A man and a miniature horse walk into a hotel lobby. The man asks the hotel receptionist if she has any rooms available …
If you are waiting for a punch line, there won’t be one. Pursuant to the new Americans with Disabilities Act (“ADA”) regulations, public accommodations are required to make “reasonable modifications … to permit the use of a miniature horse by an individual with a disability …”
The above scenario is just one of the many changes brought about by the Department of Justice’s amendments to its regulations implementing Title III of the ADA. The amendments were signed by the Attorney General on July 23, 2010 and will be published in the Federal Register as a Final Rule in the near future. The Final Rule will become effective six months after publication.
The Final Rule will contain six substantive changes, one of which is likely to affect your hospitality business. The following is a brief summary of the amendments in each of the six substantive areas:
New construction and alterations standards have been imposed for recreation and public facilities, including but not limited to amusement rides, boating facilities, fishing piers, golf courses, playgrounds, swimming pools, exercise equipment, jails, prisons, and courthouses.
The Revised Accessible Design Standards are applicable to all new construction and alterations where the building permit is received on or after eighteen months from the publication of the Final Rule. Existing facilities in compliance with the 1991 ADA Standards for Accessible Design will not be required to adhere to the 2010 standards until they are subject to a planned alteration.
Public accommodations must ensure that wheelchair spaces and companion seats are provided in each specialty seating area that provides spectators with distinct services or amenities. Accessible seating must be provided at cost not exceeding the normal ticket price for seats in that particular section. Venue operators must identify and describe the seating in sufficient detail and provide maps or other materials to identify the seating locations.

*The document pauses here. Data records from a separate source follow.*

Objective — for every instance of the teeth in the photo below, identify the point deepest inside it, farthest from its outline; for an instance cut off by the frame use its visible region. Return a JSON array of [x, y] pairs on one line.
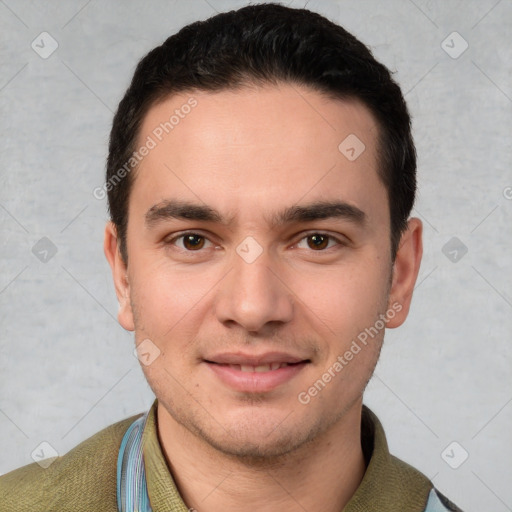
[[260, 369]]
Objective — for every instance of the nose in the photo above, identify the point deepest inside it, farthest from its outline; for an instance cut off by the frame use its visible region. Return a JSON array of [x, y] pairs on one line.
[[254, 295]]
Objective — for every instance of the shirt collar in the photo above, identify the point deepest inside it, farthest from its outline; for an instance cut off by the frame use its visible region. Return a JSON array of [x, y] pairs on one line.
[[388, 483]]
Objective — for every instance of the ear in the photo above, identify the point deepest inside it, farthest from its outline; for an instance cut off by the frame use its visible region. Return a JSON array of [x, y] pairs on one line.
[[120, 276], [405, 271]]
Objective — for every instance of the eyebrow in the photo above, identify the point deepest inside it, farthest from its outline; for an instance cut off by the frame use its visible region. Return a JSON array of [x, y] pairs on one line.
[[319, 210]]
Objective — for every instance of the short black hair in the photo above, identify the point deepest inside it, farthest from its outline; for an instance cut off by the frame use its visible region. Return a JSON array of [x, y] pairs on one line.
[[267, 44]]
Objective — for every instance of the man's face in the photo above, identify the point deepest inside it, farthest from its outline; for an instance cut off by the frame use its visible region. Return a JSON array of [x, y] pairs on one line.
[[252, 288]]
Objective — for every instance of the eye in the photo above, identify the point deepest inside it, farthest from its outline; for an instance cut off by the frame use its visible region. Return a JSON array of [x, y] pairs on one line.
[[191, 242], [319, 241]]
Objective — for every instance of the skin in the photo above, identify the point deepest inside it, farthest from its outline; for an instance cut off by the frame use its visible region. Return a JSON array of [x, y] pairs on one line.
[[250, 153]]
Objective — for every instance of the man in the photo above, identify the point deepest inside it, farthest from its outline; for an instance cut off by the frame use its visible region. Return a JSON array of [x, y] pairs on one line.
[[260, 177]]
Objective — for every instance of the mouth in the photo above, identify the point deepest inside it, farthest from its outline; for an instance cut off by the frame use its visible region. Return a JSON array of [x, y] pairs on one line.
[[256, 378]]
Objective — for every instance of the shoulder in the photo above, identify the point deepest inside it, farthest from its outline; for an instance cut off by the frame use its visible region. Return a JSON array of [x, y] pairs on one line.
[[83, 479]]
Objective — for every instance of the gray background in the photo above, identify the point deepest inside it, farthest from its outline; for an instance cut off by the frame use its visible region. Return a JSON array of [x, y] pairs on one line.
[[67, 367]]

In addition, the rules provide guidance on the sale of accessible ticket seating, the sale of season tickets, the purchase of multiple tickets, the hold and release of accessible seating to individuals without disabilities, pricing, and fraud prevention. A venue is required to accommodate a disabled individual who purchased tickets for inaccessible seating on the secondary ticketing market only if its accessible seating is not sold out.

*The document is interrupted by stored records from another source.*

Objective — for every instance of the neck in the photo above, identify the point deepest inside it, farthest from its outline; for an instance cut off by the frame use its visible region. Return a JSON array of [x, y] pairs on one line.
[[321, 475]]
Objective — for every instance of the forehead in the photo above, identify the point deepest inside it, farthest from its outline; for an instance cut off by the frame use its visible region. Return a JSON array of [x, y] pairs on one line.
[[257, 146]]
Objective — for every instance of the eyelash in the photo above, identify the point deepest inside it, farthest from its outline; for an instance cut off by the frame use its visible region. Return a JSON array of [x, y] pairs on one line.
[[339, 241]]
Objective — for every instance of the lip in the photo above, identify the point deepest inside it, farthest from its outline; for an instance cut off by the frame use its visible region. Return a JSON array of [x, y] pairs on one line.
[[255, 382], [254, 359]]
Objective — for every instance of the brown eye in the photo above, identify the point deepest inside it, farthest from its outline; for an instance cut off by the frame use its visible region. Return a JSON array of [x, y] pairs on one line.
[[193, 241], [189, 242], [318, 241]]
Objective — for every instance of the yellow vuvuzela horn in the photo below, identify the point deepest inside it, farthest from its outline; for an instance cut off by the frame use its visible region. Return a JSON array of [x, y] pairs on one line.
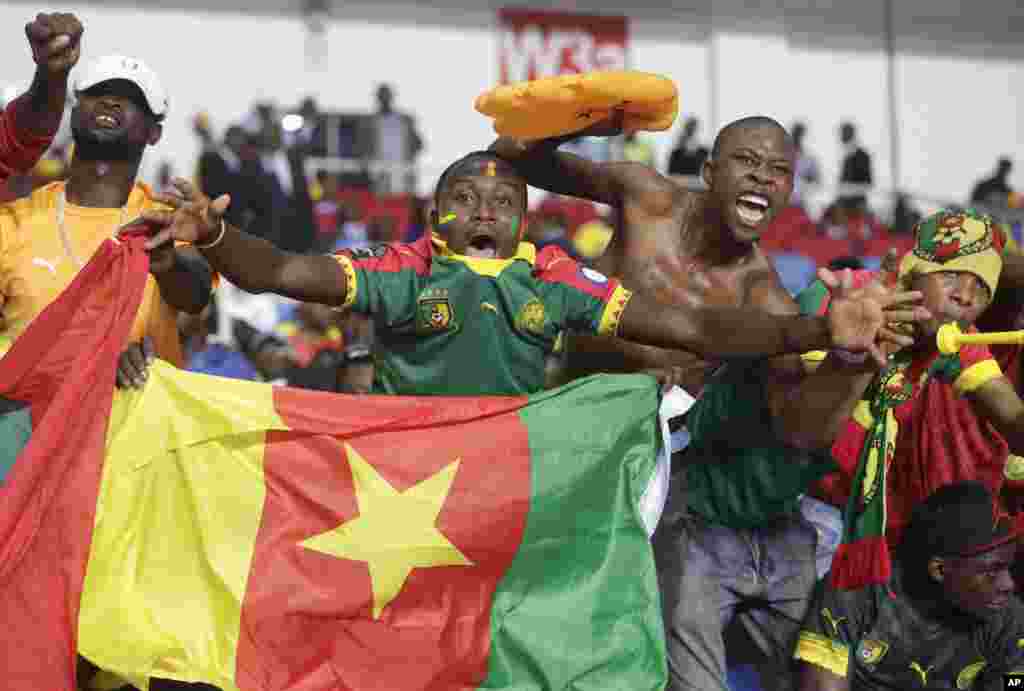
[[950, 339]]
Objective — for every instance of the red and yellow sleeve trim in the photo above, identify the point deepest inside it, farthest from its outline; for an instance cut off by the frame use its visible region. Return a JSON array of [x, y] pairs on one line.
[[613, 310], [823, 652], [351, 282], [977, 376]]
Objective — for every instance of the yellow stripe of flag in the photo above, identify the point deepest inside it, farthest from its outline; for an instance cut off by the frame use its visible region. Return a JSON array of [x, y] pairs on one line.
[[213, 499]]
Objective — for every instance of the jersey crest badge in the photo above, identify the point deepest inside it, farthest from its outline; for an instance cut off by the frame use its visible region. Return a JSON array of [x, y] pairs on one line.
[[433, 311], [530, 317], [869, 652]]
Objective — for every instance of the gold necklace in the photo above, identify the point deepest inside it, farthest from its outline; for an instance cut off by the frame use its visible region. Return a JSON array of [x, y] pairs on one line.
[[62, 231]]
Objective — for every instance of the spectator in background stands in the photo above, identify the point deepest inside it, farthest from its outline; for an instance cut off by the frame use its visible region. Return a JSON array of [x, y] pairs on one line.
[[638, 149], [308, 135], [293, 227], [945, 619], [353, 225], [905, 215], [230, 168], [549, 226], [994, 191], [856, 169], [419, 218], [846, 261], [807, 171], [389, 137], [688, 156]]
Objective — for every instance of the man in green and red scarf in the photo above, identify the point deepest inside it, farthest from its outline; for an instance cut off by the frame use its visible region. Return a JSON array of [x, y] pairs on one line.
[[907, 432], [473, 310]]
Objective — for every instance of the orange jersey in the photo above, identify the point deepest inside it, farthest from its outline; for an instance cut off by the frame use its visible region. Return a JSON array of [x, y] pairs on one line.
[[38, 262]]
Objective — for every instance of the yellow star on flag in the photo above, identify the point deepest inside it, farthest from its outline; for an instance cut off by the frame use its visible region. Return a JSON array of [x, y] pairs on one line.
[[395, 531]]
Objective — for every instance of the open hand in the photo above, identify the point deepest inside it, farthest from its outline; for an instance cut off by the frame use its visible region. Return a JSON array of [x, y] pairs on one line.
[[134, 363], [195, 218], [55, 41], [859, 319]]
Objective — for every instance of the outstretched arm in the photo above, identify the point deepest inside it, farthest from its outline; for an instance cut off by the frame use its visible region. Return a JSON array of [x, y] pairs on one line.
[[832, 391], [251, 263], [55, 41], [542, 165], [854, 324]]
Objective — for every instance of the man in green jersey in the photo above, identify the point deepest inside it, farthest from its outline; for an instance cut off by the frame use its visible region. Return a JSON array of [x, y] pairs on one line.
[[472, 310]]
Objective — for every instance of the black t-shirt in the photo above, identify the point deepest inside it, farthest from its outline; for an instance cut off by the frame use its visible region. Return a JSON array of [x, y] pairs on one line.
[[877, 639]]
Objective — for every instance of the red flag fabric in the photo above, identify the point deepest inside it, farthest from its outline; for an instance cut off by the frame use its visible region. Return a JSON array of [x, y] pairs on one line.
[[47, 501]]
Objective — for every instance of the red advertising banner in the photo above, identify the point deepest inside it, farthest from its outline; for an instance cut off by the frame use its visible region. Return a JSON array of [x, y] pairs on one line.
[[541, 43]]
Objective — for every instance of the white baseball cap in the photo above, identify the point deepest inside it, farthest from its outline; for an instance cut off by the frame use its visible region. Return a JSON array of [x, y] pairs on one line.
[[118, 67]]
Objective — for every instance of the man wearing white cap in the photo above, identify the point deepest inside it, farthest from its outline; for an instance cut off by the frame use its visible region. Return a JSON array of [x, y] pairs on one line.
[[48, 236], [29, 122]]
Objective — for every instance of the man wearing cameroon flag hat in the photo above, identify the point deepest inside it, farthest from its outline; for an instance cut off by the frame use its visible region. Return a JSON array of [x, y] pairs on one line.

The regulations define a service animal as “any dog that is individually trained to do work or perform tasks for the benefit of an individual with a disability.” As noted above, in some cases a miniature horse will be permitted to substitute for a dog. Regardless, the work or tasks performed by a service animal must be directly related to the individual’s disability.
Public accommodations facilities may remove a service animal from their premises only if: (1) the animal is out of control; or (2) the animal is not housebroken. The service animal should be on a leash unless the owner’s disability prevents the use of a leash or the leash would interfere with the service animal’s work performance. Still, the animal must be under its owner’s control by other means.
A public accommodation may make only two inquiries of a patron with a service animal. It may ask: (1) whether the service animal is required because of a disability; and (2 what work the animal has been trained to do.
Wheelchairs and Other Power-Driven Mobility Devices
The rule draws a distinction between wheelchairs and “other power-driven mobility devices.” The latter are mobility assistance devices that are not used solely by individuals with disabilities, such as the Segway® PT, golf carts, electronic personal assistance mobility devices (“EPAMDs”) and the like.
Wheelchairs and manually-powered mobility aids such as walkers, crutches, canes, and other similar devices must be permitted in all areas open to pedestrian use. Other power-driven mobility devices must be permitted unless the public accommodation can demonstrate that such use would interfere with legitimate safety requirements.
A facility may ask an individual using a power-driven mobility device for credible assurance (including a State-issued disability parking card, State-issued proof of disability, or an uncontradicted verbal representation) that the mobility device is required because of a disability.
Video remote interpreting (“VRI”) is an interpreting service that uses video conference technology over dedicated lines or wireless technology offering high-speed, wide-bandwidth video connection that delivers high-quality video images. The rule now allows VRI services to be used as an aid to provide effective communication. As a result, the Department has established performance standards to govern the use of VRI.
If a facility offers a customer the opportunity to make out-going phone calls on more than a convenience basis, like a hotel, the facility shall make telephones available for an individual who is deaf or hard of hearing or has a speech impairment. In addition, a public accommodation cannot require an individual with a disability to bring along his or her own interpreter.
Hotels and similar facilities must modify their policies to ensure that individuals with disabilities can make reservations for accessible guest rooms during the same hours and in the same manner as non-disabled individuals reserving inaccessible rooms.
Places of lodging must: (1) identify and describe accessible features in enough detail to permit disabled individuals to assess whether a guest room will meet his or her needs; (2) ensure that accessible guest rooms are held for use by individuals with disabilities until all other guest rooms of the requested type have been booked; (3) reserve, upon request, accessible guest rooms and remove those rooms from the reservations system; and (4) guarantee that the specific accessible guest room reserved will be held for the customer with a disability.
An exception to this rule is made for individual guest rooms or other units not owned or substantially controlled by the entity that owns, leases, or operates the overall facility. Timeshare and condominium properties that operate like hotels, however, are subject to the Final Rule.